La Valliere était vêtue d’une étoffe de soie épaisse de couleur gris-perle glacée de rose, une parure de jais faisait valoir la blancheur de sa peau, ses mains fines et diaphanes froissaient un bouquet de pensées, de roses du Bengale et de clématites au feuillage finement découpé, au-dessus desquelles s’élevait, comme une coupe à verser des parfums, une tulipe de Harlem aux tons gris et violets, pure et merveilleuse espèce, qui avait coûté cinq ans de combinaisons au jardinier et cinq mille livres au roi.
Ce bouquet, Louis l’avait mis dans la main de la Valliere en la saluant.
Dans cette chambre dont Saint-Aignan venait d’ouvrir la porte se tenait un jeune homme vêtu d’un habit de velours éger avec de beaux yeux noirs et de grands cheveux bruns.
C’était le peintre.
Sa toile était toute prête, sa palette faite.

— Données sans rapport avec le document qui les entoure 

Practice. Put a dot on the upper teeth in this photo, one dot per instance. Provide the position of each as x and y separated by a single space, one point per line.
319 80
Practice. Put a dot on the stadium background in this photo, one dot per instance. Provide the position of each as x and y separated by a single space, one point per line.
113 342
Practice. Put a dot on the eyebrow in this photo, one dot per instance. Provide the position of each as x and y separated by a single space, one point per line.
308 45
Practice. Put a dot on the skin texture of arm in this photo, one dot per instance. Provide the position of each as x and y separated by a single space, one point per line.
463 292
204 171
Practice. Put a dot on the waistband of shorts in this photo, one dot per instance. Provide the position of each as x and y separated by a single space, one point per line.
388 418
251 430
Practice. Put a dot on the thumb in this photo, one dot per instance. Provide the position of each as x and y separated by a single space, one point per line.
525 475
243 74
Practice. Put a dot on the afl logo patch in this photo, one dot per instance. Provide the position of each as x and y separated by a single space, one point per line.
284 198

Il s’inclina devant mademoiselle de la Valliere avec cette grave curiosité de l’artiste qui étudie son modèle, salua le roi discrètement, comme s’il ne le reconnaissait pas et comme il eût par conséquent salué un autre gentilhomme.
Puis, conduisant mademoiselle de la Valliere jusqu’au siège préparé pour elle, il l’invita à s’asseoir.
La jeune fille Se posa gracieusement et avec abandon, les mains occupées, les jambes étendues sur des coussins, et, pour que ses regards n’eussent rien de vague ou rien d’affecté, le peintre la pria de se choisir une accupation.
Alors Louis XIV en souriant vint s’asseoir sur les coussins aux pieds de sa maîtresse.
De sorte qu’elle, penchée en arrière, adossée au fauteuil, ses fleurs à la main ; de sorte que lui, les yeux levés vers elle et la dévorant du regard, ils formaient un groupe charmant que l’artiste contempla plusieurs minutes avec satisfaction, tandis que, de son cote, Saint-Aignan le contemplait avec envie.

Extrait du Vicomte de Bragelonne, par A. Dumas père, publié dans Les Bons Romans, 1862.